Something told me to go back. I'd just finished an emotional visit to my dad's room in the hospice, knowing that it would be most likely the last time I'd see him, and he was not the man I remembered- the vibrant, athletic, talkative father with whom I'd grown up was now a weak, emaciated, very ill man, ravaged by a disease worse than death itself, unable to walk very far or eat very much or breathe very well. We cried, we talked basketball, he slept a lot, and then it was time for me to go back to California and we parted tearfully and I walked down the hall and lost it. The floodgates opened, and a nurse came over to comfort me. And while she patted my shoulder and told me how I should just go ahead and let it out, I stopped. Something told me to go back to the room and look in on him just one last time, and I did.
The last time I saw my father, he was sitting in a chair with a portable radio in his lap, tuning in a talk station, smiling. I'd like to think that was some kind of sign.

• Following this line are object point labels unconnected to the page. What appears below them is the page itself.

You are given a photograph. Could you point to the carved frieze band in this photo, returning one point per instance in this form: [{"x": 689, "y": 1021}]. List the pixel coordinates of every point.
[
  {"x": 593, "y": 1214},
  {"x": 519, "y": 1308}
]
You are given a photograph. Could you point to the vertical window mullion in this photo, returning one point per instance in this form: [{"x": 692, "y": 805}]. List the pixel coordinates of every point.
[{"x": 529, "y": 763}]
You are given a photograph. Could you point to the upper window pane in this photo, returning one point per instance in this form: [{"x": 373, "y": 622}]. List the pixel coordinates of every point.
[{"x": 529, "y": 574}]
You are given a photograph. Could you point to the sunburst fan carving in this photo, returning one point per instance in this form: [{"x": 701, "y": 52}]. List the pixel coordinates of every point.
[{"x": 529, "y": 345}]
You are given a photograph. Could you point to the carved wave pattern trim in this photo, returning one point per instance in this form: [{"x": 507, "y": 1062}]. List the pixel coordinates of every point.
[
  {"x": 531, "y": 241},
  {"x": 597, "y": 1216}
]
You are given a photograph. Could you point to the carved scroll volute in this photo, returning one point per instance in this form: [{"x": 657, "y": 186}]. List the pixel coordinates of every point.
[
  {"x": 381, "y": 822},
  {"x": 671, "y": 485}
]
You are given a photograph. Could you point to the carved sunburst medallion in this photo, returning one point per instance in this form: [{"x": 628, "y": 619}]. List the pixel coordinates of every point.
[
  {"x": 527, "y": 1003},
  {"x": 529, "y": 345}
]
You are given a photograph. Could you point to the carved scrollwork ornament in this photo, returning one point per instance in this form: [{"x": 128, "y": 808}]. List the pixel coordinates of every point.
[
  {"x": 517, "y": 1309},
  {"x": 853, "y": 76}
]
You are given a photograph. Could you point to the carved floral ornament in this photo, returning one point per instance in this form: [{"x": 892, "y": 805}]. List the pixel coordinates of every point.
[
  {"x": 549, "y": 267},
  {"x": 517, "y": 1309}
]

I want to tell you about my father, how he spent his career as a school principal helping inner city kids escape the futility of poverty and lack of education, how he used to coach youth basketball and I'd go to the games with him and run like the 5 year old maniac I was along the baseline, how he managed to spend his Army hitch during the Korean War playing baseball in Europe. I want to tell you about his passion for tennis, how he played every single day until a few months before the insidious illness took him away, how proud he was that in his very last match, with less than one functioning lung, he won. I want to tell you about how I spoke to him every single day, even after we moved very far apart. I want to tell you how much I loved talking basketball and baseball with him, how as a child I went with him to countless Phillies and Mets and Yankees games, how proud I was that as an adult I could take him to Marlins and Dodgers and Heat and Lakers games, how on the last day I saw him he told a nurse about the game I'd taken him to a couple of years ago in which the Lakers stormed back from 40 points down to beat Dallas. There's so much I want to tell you about him, but it wouldn't matter. You didn't know him.
I wish you did.
My Dad, Harold Simon, died this morning. He was 73, and when I say that he died young, you could only understand that if you knew him. What I am, what I became, what I will be, I owe to him. Thanks, Dad.